Director Alex Payne has given us three gems so far, Election, About Schmidt and Sideways. His latest effort in the director’s chair, The Descendants definitely rises to the standard he previously set for himself. Starring George Clooney as “Matt King” and adapted by Payne and two others from a novel, The Descendants is a tale of how life is both complex and simple, all at once.
King is someone that many would aspire to be. A resident of the paradise known as Hawaii, a successful real estate attorney, married to a beautiful woman, and with two daughters. He has a nice house and all the rest that comes with it. Yet when we are first introduced to Matt, he’s a man who bears a heavier burden that Atlas ever carried upon his shoulders.
Matt’s wife Elizabeth is lying in a hospital bed, comatose, being kept alive by a ventilator and feeding tube. She was injured in a boating accident that some believe could have been avoided. His eldest daughter “Alexandra” (Shailene Woodley) is away at an expensive private school, getting into trouble over and over again, while his younger daughter “Scottie” (Amara Miller) is also causing problems herself.
Meanwhile Matt has become sole trustee of an extensive parcel of land on Kauai that has been in his family for generations. Descended from a princess who was herself a descendant of King Kamehameha and a ’haole’ banker, Matt’s father left him in total control of the family’s holdings. The trust is due to expire in seven years, meaning there is a ticking clock on the sale of the property and a large group of cousins who want a say in just who, if anyone, is allowed to buy the land. The group of cousins who want the property sold to a particular bidder is led by cousin Hugh (Beau Bridges). Considering the top bid for the land is around one-half billion dollars, there are strong feelings about the sale. However, there are some cousins, and a lot of residents of the state, who do not want the land sold at all.
If this wasn’t enough stress for Matt, he’d told by the doctors treating his wife that she is not going to ever recover. Due to the fact she has signed an advanced healthcare directive, Matt has no say in whether or not the machines keeping Elizabeth alive will be turned off. However the doctor gives him a little time, so that her friends and loved ones will be given an opportunity to say goodbye.

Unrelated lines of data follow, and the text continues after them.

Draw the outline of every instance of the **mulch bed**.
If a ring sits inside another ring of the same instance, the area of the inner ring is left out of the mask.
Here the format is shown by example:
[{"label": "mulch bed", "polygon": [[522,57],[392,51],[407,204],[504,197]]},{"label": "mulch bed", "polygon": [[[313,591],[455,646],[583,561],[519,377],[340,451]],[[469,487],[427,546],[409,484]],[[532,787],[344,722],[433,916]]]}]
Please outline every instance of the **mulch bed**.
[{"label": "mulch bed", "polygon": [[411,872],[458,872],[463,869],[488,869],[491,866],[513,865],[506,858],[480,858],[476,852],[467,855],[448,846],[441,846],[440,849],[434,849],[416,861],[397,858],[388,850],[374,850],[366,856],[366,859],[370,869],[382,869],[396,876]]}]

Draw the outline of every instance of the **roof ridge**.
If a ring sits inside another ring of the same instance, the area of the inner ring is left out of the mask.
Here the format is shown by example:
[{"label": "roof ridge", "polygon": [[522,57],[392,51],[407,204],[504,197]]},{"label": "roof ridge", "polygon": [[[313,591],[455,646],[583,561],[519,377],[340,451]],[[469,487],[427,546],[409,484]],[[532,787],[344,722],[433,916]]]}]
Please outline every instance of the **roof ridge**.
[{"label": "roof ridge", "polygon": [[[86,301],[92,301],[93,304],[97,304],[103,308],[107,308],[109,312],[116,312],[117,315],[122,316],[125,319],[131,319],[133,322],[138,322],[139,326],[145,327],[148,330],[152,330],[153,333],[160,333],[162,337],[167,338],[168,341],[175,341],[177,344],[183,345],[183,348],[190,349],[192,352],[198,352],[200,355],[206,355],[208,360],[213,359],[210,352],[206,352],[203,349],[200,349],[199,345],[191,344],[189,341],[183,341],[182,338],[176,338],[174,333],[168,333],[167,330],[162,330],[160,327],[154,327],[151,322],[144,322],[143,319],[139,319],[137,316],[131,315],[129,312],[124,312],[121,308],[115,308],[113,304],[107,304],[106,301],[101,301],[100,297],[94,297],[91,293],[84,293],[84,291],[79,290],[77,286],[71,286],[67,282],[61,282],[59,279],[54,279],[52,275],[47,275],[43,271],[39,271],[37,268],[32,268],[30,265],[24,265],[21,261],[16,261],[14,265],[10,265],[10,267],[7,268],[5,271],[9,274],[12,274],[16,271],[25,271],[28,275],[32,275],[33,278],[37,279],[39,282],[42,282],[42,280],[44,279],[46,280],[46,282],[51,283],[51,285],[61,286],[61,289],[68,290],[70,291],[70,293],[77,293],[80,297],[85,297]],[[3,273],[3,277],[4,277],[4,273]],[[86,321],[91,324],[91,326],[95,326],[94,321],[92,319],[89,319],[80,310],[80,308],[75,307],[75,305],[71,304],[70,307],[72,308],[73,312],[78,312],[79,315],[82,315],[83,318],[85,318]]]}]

While all of this is going on, he discovers something else about his wife and this revelation shakes his world to the very roots. Worse yet, the source of the revelation is probably the last person on Earth he would have expected to hear it from. Having no choice but to deal with his wife’s impending departure from life, he brings Alexandra home and with his daughters, and Alexandra’s friend Sid along for moral support, Matt goes about informing everyone of the bad news about Elizabeth.
Payne is the type of director who clearly motivates actors to bring their “A” game to the set. Clooney, who wanted to play a role in Sideways only to be told no by Payne (Payne wanted a less well-known face) delivers one of his best performances ever. We see the full range of feelings that a man who must go through all of this experiences. Woodley, who looks much like the high school student she was just a few years back is perfectly cast as the troubled daughter, who loves her father dearly, even if she doesn’t show or express it well. There are a number of places where audiences will laugh audibly, and others where the silence will swallow the theater.